Traumschiff? Schwule Kreuzfahrt in „Dream Boat“

1. Juli 2017 Jan Noll
Bild: Gebrüder Beetz Filmproduktion

Für manche ist allein die Vorstellung ein Albtraum: Eingesperrt mit 3.000 schwulen Kerlen sieben Tage lang auf einem Kreuzfahrtschiff die spanische Küste entlangcruisen. Eine Konservenbüchse voller Muscle Marys auf hoher See. Der in der Nähe von Berlin lebende Regisseur Tristan Ferland Milewski ist auf so einer Kreuzfahrt mitgereist – und hat über diesen Trip eine beeindruckende Dokumentation gedreht. Doch wer sich unter „Dream Boat“ eine Art schwules Feel-good-Movie vorstellt, wird eine Überraschung erleben

Für viele ist es ein Urlaub, auf den sie sich monatelang gefreut und vorbereitet haben. Schwule Männer aus knapp 90 Nationen verbringen eine Woche an Bord eines Kreuzfahrtschiffes. Doch neben jeder Menge knapper Outfits und Kondome haben die meist recht jungen Männer vor allem eines im Gepäck: Sehnsucht – nach Geborgenheit, nach Anerkennung, nach der großen Liebe. Und: beinahe jeder bringt einen ganz bestimmten kulturellen Background mit, eine Biografie, die von den Lebensumständen für Homosexuelle im jeweiligen Heimatland geprägt ist.

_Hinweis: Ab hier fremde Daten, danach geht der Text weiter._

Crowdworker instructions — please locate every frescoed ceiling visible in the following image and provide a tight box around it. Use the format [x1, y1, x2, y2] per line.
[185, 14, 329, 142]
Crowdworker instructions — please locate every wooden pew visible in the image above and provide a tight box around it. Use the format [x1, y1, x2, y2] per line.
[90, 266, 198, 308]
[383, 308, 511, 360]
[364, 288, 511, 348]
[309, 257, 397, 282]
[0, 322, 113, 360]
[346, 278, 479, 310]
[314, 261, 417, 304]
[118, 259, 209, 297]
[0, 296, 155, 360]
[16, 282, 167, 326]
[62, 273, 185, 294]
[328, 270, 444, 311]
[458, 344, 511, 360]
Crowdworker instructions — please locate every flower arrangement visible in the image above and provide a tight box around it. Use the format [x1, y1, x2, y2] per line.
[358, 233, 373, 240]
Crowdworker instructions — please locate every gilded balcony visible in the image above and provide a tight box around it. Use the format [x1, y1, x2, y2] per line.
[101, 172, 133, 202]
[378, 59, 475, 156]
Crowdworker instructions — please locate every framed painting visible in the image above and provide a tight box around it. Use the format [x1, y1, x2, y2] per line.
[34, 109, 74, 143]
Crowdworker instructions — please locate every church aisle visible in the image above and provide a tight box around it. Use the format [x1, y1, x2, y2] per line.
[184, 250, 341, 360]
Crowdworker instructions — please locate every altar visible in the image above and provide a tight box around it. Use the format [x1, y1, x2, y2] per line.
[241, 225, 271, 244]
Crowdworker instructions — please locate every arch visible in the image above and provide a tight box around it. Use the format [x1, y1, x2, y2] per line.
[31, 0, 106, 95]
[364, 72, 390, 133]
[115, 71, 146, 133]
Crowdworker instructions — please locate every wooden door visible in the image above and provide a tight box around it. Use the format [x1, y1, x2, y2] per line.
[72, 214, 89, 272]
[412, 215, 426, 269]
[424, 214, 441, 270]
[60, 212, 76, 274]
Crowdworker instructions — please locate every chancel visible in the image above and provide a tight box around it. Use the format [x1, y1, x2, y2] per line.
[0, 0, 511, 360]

Dipankar (32) stammt beispielsweise aus Indien und lebt in Dubai – einem Land, in dem er seine Homosexualität nicht offen zeigen kann. Marek (24) kommt aus Polen, das auch nicht gerade für seine tolerante Gesellschaft bekannt ist. Ramzi (31) musste gar seine Heimat Palästina verlassen, weil dort sein Schwulsein bekannt geworden war, und floh nach Belgien. Diese drei gehören zu einer Auswahl von fünf Männern, die Regisseur Ferland Milewski mit der Kamera näher begleitet. Dabei wird vor allem eines schnell klar: Die aufgepumpten Körper der meisten Protagonisten sind vor allem Rüstung, Schutzschild gegen eine Welt, die ihnen als schwulen Männern mitunter übel mitgespielt hat, und eine Szene, in der die Fixierung auf Äußerlichkeiten es schwer macht,  sich nicht dem Schönheitsdiktat zu unterwerfen. Wer kein Sixpack, keinen großen Schwanz oder knackigen Arsch hat, bleibt allein. Vor allem Dipankar beschreibt diesen Bodydogmatismus einer „Community“ eindrücklich, die ausgrenzt, wo eigentlich eine Geborgenheit entstehen sollte.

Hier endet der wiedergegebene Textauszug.